An interesting and powerful strategic advantage we'll have is that we're gathering time series data about indoor environmental conditions and can directly correlate actual subjective ratings from users with measured indoor conditions (rather than infer them algorithmically from outdated experimental models).

So imagine if we have a reading:

Sensor Reading n:
Timestamp Tr = 1300816141 = GMT: Tue, 22 Mar 2011 17:49:01 GMT
Temp C = 24
Relative Humidity RH = 40%
CO2 = 400ppm
CO = 2ppm

Then, we have an *optional* application we provide each client that allows them to have the building occupants periodically ask them what their comfort level is. It's a simple, non-intrusive application; something that justs asks to them to rate their comfort level. We can use the traditional Fanger 7 point index or make our own, it really doesn't matter.

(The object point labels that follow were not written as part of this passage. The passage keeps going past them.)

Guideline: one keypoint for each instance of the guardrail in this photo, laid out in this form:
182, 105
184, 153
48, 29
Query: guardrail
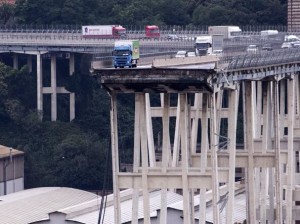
265, 59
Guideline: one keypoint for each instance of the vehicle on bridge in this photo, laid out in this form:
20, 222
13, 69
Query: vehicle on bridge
203, 45
104, 31
228, 32
152, 31
126, 53
268, 34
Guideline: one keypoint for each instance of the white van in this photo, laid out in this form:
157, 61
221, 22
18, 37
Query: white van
266, 33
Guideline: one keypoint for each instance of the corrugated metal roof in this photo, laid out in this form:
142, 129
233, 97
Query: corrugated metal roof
35, 204
239, 210
7, 151
126, 209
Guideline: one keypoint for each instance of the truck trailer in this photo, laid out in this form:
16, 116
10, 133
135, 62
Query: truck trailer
228, 32
104, 31
203, 45
126, 53
152, 32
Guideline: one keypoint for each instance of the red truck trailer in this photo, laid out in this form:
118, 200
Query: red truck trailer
103, 31
152, 31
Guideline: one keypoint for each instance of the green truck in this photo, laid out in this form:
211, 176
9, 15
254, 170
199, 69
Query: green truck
126, 53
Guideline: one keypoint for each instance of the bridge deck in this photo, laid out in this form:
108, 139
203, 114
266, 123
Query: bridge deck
160, 80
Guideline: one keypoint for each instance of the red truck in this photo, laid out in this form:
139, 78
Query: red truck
152, 31
104, 31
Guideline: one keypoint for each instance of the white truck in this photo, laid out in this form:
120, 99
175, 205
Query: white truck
103, 31
228, 32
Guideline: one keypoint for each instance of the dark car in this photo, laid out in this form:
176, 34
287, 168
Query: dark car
267, 47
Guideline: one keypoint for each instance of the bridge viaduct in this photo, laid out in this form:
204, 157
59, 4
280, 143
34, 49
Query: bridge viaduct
67, 45
200, 153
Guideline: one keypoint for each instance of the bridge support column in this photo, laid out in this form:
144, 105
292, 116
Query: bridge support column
203, 155
15, 61
72, 64
165, 154
72, 95
214, 160
291, 153
39, 86
278, 164
115, 159
29, 63
53, 89
249, 134
232, 121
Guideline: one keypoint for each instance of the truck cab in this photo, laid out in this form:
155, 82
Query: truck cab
119, 32
152, 32
126, 53
203, 45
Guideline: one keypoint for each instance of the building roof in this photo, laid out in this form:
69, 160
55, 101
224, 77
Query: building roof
126, 209
34, 205
239, 209
8, 151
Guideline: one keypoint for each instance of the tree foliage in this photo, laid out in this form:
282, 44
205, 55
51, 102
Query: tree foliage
73, 154
160, 12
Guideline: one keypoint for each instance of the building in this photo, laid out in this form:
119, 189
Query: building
11, 170
52, 205
293, 14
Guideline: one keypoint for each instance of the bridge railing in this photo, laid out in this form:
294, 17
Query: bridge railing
264, 59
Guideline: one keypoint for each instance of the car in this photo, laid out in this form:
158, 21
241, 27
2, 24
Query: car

We can even ask them simple PMV related questions such as if they're heavily dressed, etc (although these are somewhat irrelevant). In any case what we end up with is a quantity of actual comfort votes we can use to correlate with measured indoor conditions at that time interval. A primitive pseudo-algorithm might look something like this:

Comfort Votes [1,2,3,4,5...n]:
Timestamp Tc_1 = 1300816141 = GMT: Tue, 22 Mar 2011 17:49:01 GMT
Comfort Rating C_1 = +2
Timestamp Tc_2 = 1300816141 = GMT: Tue, 22 Mar 2011 17:49:01 GMT
Comfort Rating C_2 = +3
Timestamp Tc_n = 1300816141 = GMT: Tue, 22 Mar 2011 17:49:01 GMT
Comfort Rating C_n = +3


Then we can calculate a new mean:

for each Comfort Vote @ Timestamp x {
Sum = Sum + C[i]
Mean = Sum / n

Then we have a concrete Mean for Sensor Reading n @ Timestamp x. As we gather more votes over long periods of time, we can regress over the historical Actual Mean Votes (AMV) and perform an analysis of variance in the measured variables at those instances in time. So, if we see the AMV changing as a function of CO2 for instance (with little variance in other values) we can create new (and more accurate) phi functions for CO2 changes. Thusly, we can have a continuously adapting PMV algorithm that more accurately determines occupant comfort. We can also extend and adapt the algorithm to various sub populations (school kids, office workers, etc) since many sub populations perceive thermal comfort differently.